Thursday, April 21, 2011

Budgeting beyond spreadsheets

It’s that time of the year again for Aussie fundraisers, when heads are down and doors are closed as we feverishly plan for next financial year. The budget cycle.

So what should be top of mind when sorting through a myriad of spreadsheets and detailed discussions about the future?

Think three years, not one

Whilst it’s easy to look at the immediacy of our decisions, we know as fundraisers that the real impact often comes a lot later than the toil involved. Regular, monthly giving is a great case in point.

So to overcome the potential blockages placed in front of us when we present our plans, ensure all budgets include the longer term payoff, through years 2 and 3 as a minimum. Even longer where necessary.

That may mean overlaying your income expectations with expected life time value and not just income in the coming year.

Start from scratch, the zero based approach

Whilst I’d agree with the old adage about not fixing what ain’t broken, stagnant programs or those looking for serious growth could do worse than start from scratch.

Consider this. You’re an organisation that generates $1m a year in income. You’ve been tasked with growing that fivefold in three years.

Doable? Most certainly.

Doable within the current program framework? Likely not.

Ambitious growth requires solid investment, informed risk taking and organisational commitment. If you’re planning to transform your program, looking at what you’ve done the last ten years and tweaking it isn’t going to help you make that leap.

Starting afresh and asking yourself and your colleagues “what do I need to do to generate $5m a year” is the question you need to be able to answer. Not, “how can I turn $1m into $5m?”

Balance your portfolio

Diversification and balance are key. A balanced program means investing in areas that will deliver:

* Short term income (cash appeals, emergency appeals, events)
* Medium term income (regular, monthly giving, major donors, donor care)
* Long term income (bequest marketing, donor care)

Having a reliance on more than 80% in one income stream can put you in a precarious place should the landscape move.

If you take a look at those charities around you that have gone through massive growth, there’s no doubt most of it will be driven by one channel. In Australia over the past ten years that’s been F2F (street canvassing) recruiting regular, monthly donors.

But if you look closer, the charities that have harnessed this best have dipped their toe into other vehicles, including more traditional channels like the telephone, DM, direct response television and more recently digital.

When trying to decide how to allocate funds, applying Google’s 70/20/10 rule for investing in innovation is a great way of working to achieve both balance and diversification.

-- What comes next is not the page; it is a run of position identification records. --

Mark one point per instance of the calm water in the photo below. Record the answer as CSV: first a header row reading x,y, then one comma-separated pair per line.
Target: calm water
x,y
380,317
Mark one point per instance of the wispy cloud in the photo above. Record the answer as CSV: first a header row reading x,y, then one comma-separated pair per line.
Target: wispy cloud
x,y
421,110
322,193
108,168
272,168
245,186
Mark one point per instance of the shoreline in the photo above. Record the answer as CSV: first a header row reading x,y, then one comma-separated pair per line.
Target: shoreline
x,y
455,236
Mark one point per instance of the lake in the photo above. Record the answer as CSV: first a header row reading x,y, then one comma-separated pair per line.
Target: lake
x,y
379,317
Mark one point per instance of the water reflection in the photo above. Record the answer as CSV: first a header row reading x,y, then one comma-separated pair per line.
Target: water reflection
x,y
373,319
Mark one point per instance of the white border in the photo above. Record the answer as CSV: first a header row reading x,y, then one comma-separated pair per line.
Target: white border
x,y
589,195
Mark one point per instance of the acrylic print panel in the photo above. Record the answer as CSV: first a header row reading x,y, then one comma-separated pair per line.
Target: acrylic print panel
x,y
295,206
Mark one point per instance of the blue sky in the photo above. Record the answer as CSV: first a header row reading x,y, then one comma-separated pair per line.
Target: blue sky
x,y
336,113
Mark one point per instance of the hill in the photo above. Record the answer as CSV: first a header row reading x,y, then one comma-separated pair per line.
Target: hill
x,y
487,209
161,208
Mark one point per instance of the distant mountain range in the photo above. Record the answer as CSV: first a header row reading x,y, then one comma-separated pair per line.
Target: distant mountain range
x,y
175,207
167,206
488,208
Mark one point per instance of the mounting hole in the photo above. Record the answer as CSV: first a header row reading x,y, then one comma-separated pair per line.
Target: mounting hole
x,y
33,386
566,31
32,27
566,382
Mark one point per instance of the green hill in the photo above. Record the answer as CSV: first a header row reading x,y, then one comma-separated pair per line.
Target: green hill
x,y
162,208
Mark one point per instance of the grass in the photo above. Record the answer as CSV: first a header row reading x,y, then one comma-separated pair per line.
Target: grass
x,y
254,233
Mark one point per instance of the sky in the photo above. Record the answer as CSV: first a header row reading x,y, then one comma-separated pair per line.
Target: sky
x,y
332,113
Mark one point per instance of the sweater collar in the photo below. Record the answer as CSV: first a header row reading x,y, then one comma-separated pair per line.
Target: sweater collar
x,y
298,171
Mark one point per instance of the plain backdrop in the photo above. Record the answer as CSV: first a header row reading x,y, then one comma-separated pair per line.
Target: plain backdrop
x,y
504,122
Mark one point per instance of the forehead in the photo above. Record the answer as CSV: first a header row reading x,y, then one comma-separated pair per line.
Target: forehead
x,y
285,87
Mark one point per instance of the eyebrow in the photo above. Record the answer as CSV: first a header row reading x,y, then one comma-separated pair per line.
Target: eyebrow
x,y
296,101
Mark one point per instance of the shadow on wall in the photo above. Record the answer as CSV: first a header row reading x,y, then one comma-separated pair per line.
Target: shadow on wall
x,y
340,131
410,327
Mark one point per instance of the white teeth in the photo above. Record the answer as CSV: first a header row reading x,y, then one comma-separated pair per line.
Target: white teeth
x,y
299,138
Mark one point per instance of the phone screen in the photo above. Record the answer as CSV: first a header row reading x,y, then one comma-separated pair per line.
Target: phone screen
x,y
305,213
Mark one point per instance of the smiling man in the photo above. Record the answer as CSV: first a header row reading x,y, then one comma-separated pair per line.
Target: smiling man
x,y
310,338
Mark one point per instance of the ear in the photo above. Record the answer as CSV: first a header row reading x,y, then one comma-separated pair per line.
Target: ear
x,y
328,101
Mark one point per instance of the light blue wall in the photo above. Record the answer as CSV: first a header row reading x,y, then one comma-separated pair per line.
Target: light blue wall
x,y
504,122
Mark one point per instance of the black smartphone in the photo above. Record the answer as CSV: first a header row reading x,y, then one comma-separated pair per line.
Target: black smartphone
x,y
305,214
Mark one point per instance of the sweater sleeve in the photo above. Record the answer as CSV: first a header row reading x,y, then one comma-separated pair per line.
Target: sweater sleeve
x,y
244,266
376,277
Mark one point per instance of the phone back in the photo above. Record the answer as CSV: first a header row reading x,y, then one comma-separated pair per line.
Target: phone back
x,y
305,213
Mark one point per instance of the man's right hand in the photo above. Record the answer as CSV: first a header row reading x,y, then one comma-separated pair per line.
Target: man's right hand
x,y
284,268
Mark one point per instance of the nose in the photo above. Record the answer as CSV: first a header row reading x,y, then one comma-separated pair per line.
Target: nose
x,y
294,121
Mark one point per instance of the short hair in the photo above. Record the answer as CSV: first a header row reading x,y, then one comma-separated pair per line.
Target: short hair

This would see:

* 10% of funds dedicated to exploring new initiatives, with the expectation that almost all will fail but occasionally one or two will show potential and end up reshaping the future
* 20% of funds be given to those initiatives that showed promise from the previous year’s new trials, to see if they are sustainable as an income stream
* 70% of funds dedicated to roll-out and optimisation of what is proven to deliver the bulk of (fundraising) income

Invest in donor care

Don’t cut off your nose to spite your face. An acquisition budget with no real commitment to donor development and supporter care is flawed. It’s hard enough to hang onto donors and even hard to look after them without any investment.

That means donor care and stewardship pieces, training for supporter services staff, mystery shopping other charities and generally keeping this topic on your agenda. Acquisition needs to work hand in hand with great supporter development.

So whilst its heads down at the moment, take the time to see the forest for the trees to enable you to help your organisation change the world, now and down the track.

This post featured in the March edition of Pareto Talk.